La parola al Gestore: Riso biologico, quanto ne sai?

I nostri Gestori vengono dai mondi più diversi: impiegati, mamme, liberi professionisti, pensionati… e studiosi! Oggi Pietro, che è agronomo e a Torino gestisce l’Alveare di Borgo Po, ci parla di un prodotto che conosce per davvero, il riso. Che differenza c’è tra il riso biologico e convenzionale?

A lui la parola!


Riso biologico

Il riso biologico è un riso coltivato utilizzando buoni metodi agronomici come l’alternanza, la rotazione colturale e l’utilizzo di fertilizzanti organici. Il riso viene seminato ad aprile e raccolto a metà settembre.


riso biologico

Una risaia al momento della semina del riso, quando sono appena state tagliate le colture precedenti. Credits: regione.piemonte.it


Agroforestazione: stesso terreno, doppio vantaggio


Nella seconda decade di settembre chi coltiva riso biologico semina una coltura intercalare erbacea invernale (graminacea, leguminosa o brassicacea) e in primavera, prima di seminare il riso abbatte questa coltura. L’obiettivo è quello di ottenere due risultati importanti: fertilizzare il terreno e creare una coltre tappezzante che ostacoli la crescita delle erbe infestanti che riducono la produttività del riso.


riso italiano

Una risaia biologica ad alta biodiversità durante la crescita del riso. Credits: risoitaliano.eu


Agroecologia, questa (bella) sconosciuta


Nella coltivazione tradizionale invece si utilizzano fertilizzanti e diserbanti chimici, per sostenere la crescita delle piante di riso e per stroncare le infestanti.
Il riso biologico che non è interessato dai trattamenti contro le malerbe ha una produttività minore di quello convenzionale: 40 quintali a ettaro, contro i 60 del riso convenzionale.


riso cascina vigna

Da sinistra riso carnaroli, arborio e baldo. Credits: cascinavigna.it


Le varietà

Le varietà utilizzate per coltivare il riso biologico e quello convenzionale sono le stesse, la differenza è dettata dalla tecnica agronomica adottata dal risicultore. Nel Vercellese le principali sono Carnaroli, Rosa Marchetti e Arborio.
Purtroppo in passato si sono verificate delle frodi: agricoltori dichiaravano il falso dicendo di fare riso bio, e questo ha alimentato giustamente scetticismo tra i potenziali clienti. Per ovviare a queste problematiche la regione Piemonte sta intervenendo aumentando i controlli.

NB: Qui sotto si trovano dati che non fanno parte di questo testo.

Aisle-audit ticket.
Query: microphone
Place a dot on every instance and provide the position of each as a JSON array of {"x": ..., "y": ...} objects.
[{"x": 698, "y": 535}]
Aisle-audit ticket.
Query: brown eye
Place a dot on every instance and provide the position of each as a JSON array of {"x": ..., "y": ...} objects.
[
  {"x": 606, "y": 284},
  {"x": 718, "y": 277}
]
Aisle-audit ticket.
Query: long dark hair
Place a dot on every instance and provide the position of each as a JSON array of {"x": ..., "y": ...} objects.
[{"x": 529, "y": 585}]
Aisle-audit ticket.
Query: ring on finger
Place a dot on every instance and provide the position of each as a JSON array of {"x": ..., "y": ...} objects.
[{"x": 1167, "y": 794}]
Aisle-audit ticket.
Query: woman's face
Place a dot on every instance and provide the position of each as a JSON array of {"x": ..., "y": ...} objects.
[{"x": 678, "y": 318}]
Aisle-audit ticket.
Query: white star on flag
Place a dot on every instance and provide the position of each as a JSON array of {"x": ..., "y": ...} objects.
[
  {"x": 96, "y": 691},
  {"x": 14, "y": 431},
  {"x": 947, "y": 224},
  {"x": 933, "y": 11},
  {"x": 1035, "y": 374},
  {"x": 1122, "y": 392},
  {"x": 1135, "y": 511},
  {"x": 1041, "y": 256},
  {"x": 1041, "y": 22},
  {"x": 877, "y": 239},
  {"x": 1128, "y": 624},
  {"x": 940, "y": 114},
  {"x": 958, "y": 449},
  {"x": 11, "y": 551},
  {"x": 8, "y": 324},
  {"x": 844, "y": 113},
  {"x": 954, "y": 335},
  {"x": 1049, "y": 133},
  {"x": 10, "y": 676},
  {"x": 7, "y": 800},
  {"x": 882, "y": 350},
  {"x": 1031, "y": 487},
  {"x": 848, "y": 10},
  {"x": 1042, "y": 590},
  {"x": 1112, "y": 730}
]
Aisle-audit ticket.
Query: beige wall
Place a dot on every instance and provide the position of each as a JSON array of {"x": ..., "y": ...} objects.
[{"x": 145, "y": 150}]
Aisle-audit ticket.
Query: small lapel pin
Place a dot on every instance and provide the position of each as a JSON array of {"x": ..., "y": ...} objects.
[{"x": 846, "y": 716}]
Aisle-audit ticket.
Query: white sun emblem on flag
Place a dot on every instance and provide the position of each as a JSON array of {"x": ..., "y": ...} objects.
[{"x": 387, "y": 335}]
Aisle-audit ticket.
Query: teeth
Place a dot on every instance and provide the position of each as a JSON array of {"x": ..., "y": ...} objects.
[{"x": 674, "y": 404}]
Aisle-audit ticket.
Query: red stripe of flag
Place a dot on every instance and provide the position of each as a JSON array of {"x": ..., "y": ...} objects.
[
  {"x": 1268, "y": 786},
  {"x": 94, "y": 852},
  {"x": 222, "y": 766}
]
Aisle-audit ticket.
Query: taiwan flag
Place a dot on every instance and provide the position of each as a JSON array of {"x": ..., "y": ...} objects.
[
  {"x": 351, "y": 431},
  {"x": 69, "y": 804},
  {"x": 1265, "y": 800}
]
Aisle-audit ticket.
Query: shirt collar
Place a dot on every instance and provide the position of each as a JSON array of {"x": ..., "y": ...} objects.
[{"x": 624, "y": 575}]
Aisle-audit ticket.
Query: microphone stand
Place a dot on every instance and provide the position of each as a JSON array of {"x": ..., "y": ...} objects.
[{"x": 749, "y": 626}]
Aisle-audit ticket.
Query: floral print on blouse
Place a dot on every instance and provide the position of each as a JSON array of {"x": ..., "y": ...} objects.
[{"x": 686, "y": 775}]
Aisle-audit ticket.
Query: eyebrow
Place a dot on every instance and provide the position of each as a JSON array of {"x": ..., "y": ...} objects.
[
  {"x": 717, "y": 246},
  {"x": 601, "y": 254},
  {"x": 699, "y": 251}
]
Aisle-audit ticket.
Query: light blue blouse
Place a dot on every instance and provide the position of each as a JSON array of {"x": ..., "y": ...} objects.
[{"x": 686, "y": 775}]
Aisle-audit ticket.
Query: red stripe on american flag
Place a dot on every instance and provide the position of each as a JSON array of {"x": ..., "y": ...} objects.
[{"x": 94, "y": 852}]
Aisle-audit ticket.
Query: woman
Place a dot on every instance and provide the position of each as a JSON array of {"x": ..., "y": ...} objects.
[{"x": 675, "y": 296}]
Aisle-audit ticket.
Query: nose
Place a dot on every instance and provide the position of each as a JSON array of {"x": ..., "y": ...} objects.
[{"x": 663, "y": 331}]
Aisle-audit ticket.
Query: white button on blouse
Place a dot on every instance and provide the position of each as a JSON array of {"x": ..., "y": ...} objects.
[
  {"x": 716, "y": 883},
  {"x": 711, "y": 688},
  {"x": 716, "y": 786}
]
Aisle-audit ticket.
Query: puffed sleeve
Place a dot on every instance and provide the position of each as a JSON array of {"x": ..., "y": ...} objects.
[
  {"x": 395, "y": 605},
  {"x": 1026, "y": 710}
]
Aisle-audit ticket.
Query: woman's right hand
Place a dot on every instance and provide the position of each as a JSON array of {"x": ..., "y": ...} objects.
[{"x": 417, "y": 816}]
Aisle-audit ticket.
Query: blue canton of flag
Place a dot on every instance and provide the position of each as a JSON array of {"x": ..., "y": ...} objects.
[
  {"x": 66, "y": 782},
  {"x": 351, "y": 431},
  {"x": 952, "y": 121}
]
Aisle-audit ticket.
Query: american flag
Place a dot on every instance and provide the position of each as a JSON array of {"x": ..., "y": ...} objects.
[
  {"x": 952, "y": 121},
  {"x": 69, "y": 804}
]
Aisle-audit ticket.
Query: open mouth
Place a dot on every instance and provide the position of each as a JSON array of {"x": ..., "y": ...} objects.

Cosa vuol dire comprare riso biologico

Il consumatore che acquista il riso biologico deve essere consapevole degli sforzi degli agricoltori che passano molte ore in campo e producono di meno, il tutto per conservare la biodiversità della risaia. Nelle risaie biologiche è tutto un gracidare di rane e uno svolazzare di libellule, e anche le specie botaniche sono numerosissime.

In definitiva si può affermare che il riso bio si può fare ed è giusto acquistarlo per sostenere questa importante filiera. Cercare di fare agricoltura sostenibile è importante per l’ambiente e lo sarà sempre di più, perciò quando facciamo la spesa spendere un po’ di più per il riso biologico può essere una saggia decisione.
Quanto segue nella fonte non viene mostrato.